Secondo Aristotele e Didimo di Alessandria, Callino sarebbe l’inventore dell’elegia, ma molti sono i dubbi che ancora permangono e che rendono poco attendibile tale notizia. Più probabilmente, Callino, pur rappresentando per noi il più antico rappresentante dell’elegia guerresca, si muoveva nel solco di una tradizione elegiaca già consolidata.
Dalle fonti che ci parlano di lui si può capire che il poeta nacque ad Efeso e visse nel VII a.C. Molto attento alla situazione greca a lui contemporanea, minacciata dall’esterno dai Cimmeri, provenienti dal mar Nero, e dalle lotte intestine interne al territorio, Callino è autore di quel particolare tipo di elegia chiamata parenetica, o di esortazione.
Il poeta incita infatti i giovani a combattere con valore e coraggio, anche a costo della vita, perché solo in questo modo si possono difendere la patria e la famiglia.
Callino: le opere
Di Callino possediamo purtroppo un solo frammento di una certa estensione (fr. 1 West), riportato dallo studioso bizantino Stobeo non a caso nella sezione della sua Antologia intitolata Elogio dell’ardimento.
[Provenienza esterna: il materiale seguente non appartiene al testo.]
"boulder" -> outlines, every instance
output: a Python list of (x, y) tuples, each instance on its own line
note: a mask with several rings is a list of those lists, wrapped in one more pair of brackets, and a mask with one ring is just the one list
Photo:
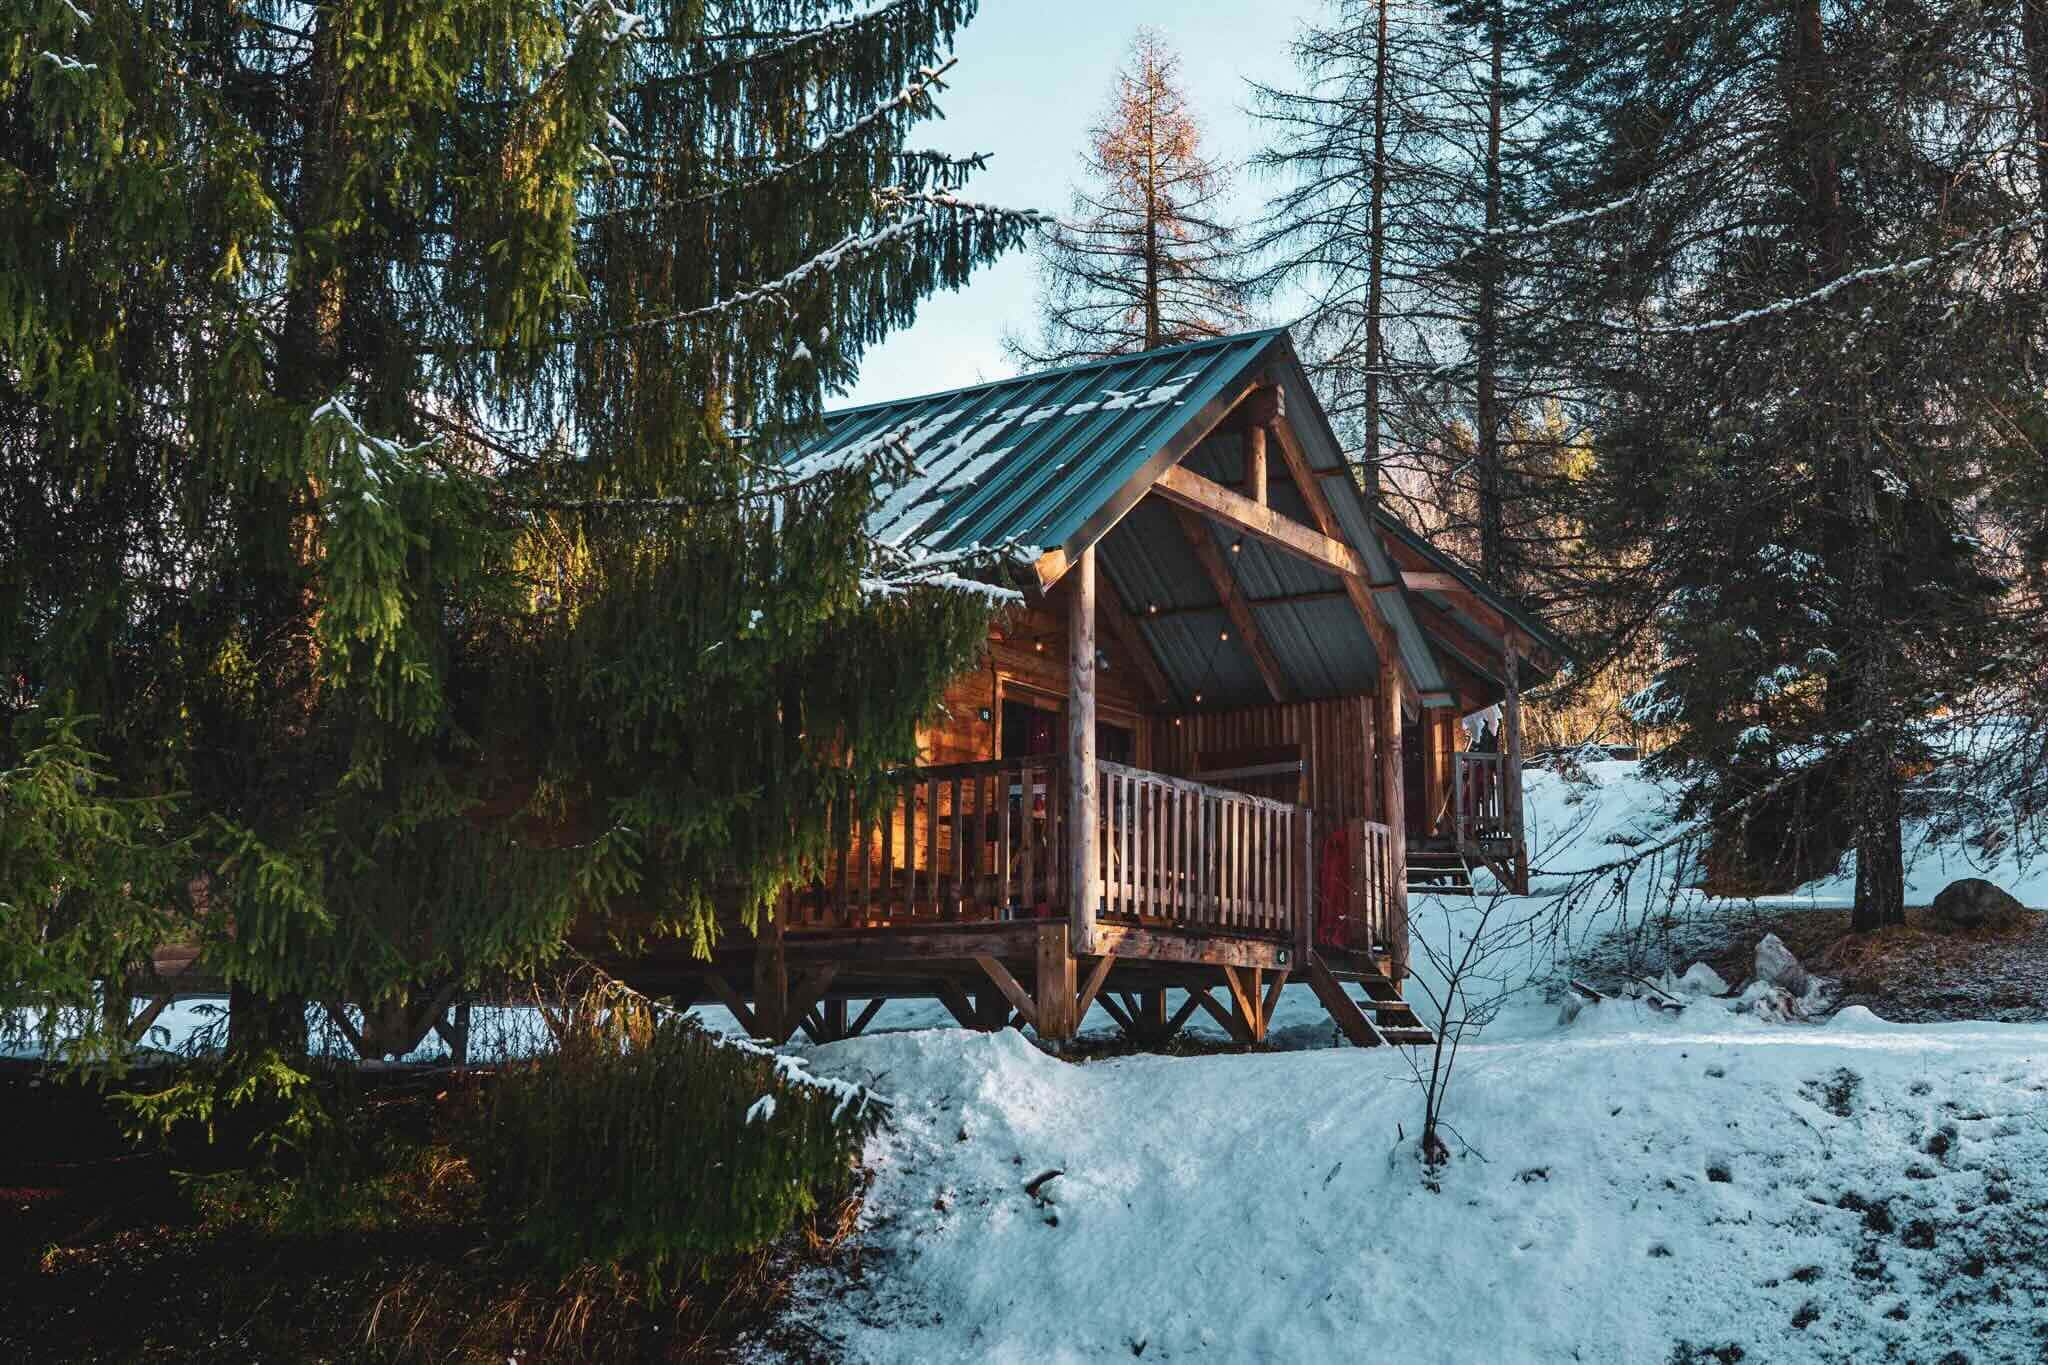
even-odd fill
[(1780, 987), (1795, 1000), (1806, 994), (1806, 968), (1776, 934), (1765, 934), (1756, 945), (1756, 979)]
[(1964, 877), (1944, 886), (1928, 913), (1949, 928), (1974, 929), (1985, 924), (2011, 924), (2026, 912), (2024, 905), (1982, 877)]
[(1678, 978), (1678, 991), (1685, 995), (1726, 995), (1728, 983), (1704, 962), (1695, 962)]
Nell’ambito di una scorreria dei Cimmeri contro Efeso, Callino incita i concittadini a risvegliarsi dal torpore che li paralizza e a lottare in difesa della pòlis e del suo territorio.
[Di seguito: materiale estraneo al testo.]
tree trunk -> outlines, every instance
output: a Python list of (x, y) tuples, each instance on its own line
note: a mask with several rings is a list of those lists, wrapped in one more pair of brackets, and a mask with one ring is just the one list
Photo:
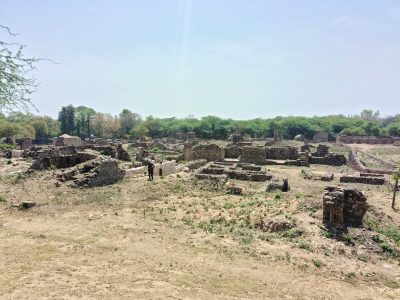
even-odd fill
[(394, 183), (394, 188), (393, 188), (393, 200), (392, 200), (392, 208), (394, 209), (394, 204), (396, 201), (396, 193), (397, 193), (397, 187), (399, 186), (399, 178), (396, 177), (396, 181)]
Data la grande affinità con le elegie di Tirteo, si è in genere supposto che anche quelle di Callino fossero recitate sul campo di battaglia; tuttavia, l’allusione iniziale del poeta all’attuale “stare distesi” dei suoi concittadini, in antitesi con la successiva esortazione a combattere, ha suggerito lo scenario di un simposio. Callino inciterebbe dunque i presenti a disertare feste e banchetti per organizzarsi ed affrontare il pericolo. Il componimento è tutto incentrato sulla contrapposizione che il poeta pone in essere tra il giovane guerriero, che si immola con coraggio, e il vile, la cui condanna è quella di essere escluso dalla società, insieme alla famiglia, e di vedersi negate le onoranze funebri.
Molte le reminescenze omeriche presenti, come la comparazione dell’uomo valoroso ad un’alta e possente torre, che ritroviamo anche nell’undicesimo libro dell’Odissea riferita ad Aiace. Una poesia incalzante, ma anche riflessiva, scandita da numerosi iperbati ed enjambements.